Эта была другая, еще не свершенная жизнь. Чувствовалось, что полнится она незнакомой и скраденной канителью. И они стали другими. Их обуяла сухость, и каждый верил лишь в свой карман. Радовал друг Лысый, он существенно не менялся, только лоб становился уже, а очки шире. Добавлялось мальцу диоптрий.
Боб резко взмахнул рукой. И показалось Плохишу, что блокнот вещих его заметок превратился в стаю неведомых птиц. Он разрастался вверх тенью, наполнялся шелестом крыльев и взмыл к небу.
Они уносились вверх, даруя свободу выбора и самой жизни. Ту самую "СВОБОДУ", что белыми буквами судьба вывела нам на Втором Столбе. На секунду заслонив солнце, стая вещая сверкнула яркой, непереносимой для глаз радужкой. Потом птицы поднялись еще выше, постигая непостижимое.
А где-то там, в темном, недосягаемом мареве тайги, весело и открыто смеялась ожившая Манская Баба. Сбылось ее обещание. Еще как сбылось! И сколь ни хаживать в тайгу городовым да начальникам, им она сил не прибавит. Так и будет в ней простой люд счастье огребать. Даже такое страшное. А не страшна жизнь тем, кто не живет. Только тогда и праздник, когда мужики в избе, и стол от избытка ломится.
Пока люди в тайгу ходят, пока молодость в любовь под ее стенами играет, она жива. А как песню споют, так ветры силою и соком желаний набухнут. Носят ветры время былое да ждут нового. Больно Баба Манская сказки любит. Слушает - не оторваться.
Оглохший и опустошенный, Плох стоял над телом незнакомого ему паренька. Может, и встречал он его на Столбах, но, увы, не запомнил. А Мурашик в тот странный день спокойно пил себе дома чай с блинами и медом, собирался в альплагерь Ала-Арча.
Да и что мы ведаем друг о друге, когда чужие и не в тайге? Кто у станка, а кто у паперти, у креста? Все одно чужие, если не здесь. Красноярску туманов мало, он еще смогом угарным балуется. А сквозь эту наносную белену и с помощью Боба жизни не разглядеть.

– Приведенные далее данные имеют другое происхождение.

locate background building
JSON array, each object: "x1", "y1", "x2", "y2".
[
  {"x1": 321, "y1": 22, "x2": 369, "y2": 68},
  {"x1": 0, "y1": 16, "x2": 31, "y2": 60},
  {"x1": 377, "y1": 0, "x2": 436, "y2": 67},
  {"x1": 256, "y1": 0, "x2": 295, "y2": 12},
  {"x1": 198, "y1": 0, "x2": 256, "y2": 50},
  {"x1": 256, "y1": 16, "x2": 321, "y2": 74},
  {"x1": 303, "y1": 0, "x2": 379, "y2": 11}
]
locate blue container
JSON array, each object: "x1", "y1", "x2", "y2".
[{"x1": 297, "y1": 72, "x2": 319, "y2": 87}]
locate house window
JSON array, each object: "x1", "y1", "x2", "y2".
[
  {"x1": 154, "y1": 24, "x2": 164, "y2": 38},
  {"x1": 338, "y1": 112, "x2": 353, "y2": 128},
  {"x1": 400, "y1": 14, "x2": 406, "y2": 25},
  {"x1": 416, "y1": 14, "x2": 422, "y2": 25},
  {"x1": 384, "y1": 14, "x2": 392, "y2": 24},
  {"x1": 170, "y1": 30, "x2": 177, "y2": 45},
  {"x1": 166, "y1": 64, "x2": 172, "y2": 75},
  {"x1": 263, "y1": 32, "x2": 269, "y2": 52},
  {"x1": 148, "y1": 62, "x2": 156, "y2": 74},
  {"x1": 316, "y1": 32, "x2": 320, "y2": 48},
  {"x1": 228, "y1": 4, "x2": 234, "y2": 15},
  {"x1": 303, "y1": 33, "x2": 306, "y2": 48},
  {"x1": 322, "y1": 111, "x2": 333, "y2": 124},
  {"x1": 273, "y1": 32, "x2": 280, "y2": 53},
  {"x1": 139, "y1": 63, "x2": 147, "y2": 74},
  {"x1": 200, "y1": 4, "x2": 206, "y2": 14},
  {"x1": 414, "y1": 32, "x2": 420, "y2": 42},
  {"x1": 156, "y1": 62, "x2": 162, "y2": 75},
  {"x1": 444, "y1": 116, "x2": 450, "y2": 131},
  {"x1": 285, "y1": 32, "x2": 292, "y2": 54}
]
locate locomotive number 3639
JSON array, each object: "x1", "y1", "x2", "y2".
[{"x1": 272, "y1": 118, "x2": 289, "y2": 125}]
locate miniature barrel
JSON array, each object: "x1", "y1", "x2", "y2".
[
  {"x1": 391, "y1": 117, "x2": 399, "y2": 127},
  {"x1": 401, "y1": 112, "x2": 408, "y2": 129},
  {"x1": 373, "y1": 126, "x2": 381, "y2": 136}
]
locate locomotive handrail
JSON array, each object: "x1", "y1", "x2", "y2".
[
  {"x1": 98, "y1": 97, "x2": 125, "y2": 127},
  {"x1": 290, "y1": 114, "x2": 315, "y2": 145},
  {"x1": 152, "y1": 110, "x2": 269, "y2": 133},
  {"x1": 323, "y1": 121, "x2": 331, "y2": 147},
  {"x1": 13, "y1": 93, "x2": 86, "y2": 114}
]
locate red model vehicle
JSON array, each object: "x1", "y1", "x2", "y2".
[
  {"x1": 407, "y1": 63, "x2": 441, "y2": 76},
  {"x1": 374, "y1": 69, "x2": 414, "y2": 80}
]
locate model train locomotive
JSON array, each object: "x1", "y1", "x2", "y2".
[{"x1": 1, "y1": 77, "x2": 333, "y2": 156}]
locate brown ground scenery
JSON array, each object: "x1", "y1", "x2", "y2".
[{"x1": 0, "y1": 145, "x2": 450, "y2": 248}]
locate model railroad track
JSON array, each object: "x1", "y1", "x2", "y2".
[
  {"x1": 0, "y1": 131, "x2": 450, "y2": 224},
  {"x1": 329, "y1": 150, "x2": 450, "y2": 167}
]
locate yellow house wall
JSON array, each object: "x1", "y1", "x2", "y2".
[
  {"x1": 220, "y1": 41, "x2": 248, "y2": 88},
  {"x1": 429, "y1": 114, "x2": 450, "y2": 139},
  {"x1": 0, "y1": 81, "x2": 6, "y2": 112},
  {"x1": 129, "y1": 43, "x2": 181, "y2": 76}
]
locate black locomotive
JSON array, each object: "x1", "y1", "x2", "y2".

Но Плох видел, как несется к нему и беде пришлой друг Петручио. Может, правда, и беды той еще с нами не было? Но Плох тогда уже знал, что выпадет сгинуть Мурашику в далеких горах восточных. Перетрется веревка о крюк, и последний полет пацана будет долгим и свободным.
Именно тогда он знал многое, может почти все. И тут же принялся забывать, так как на кой ляд нам такое знание? Лучше уж жить с листа. Жить, как перед новым, высоким и долгим ходом, когда руки от силы чешутся, ноги зудят. И страшно, а все одно пройдем. Долго ли умеючи.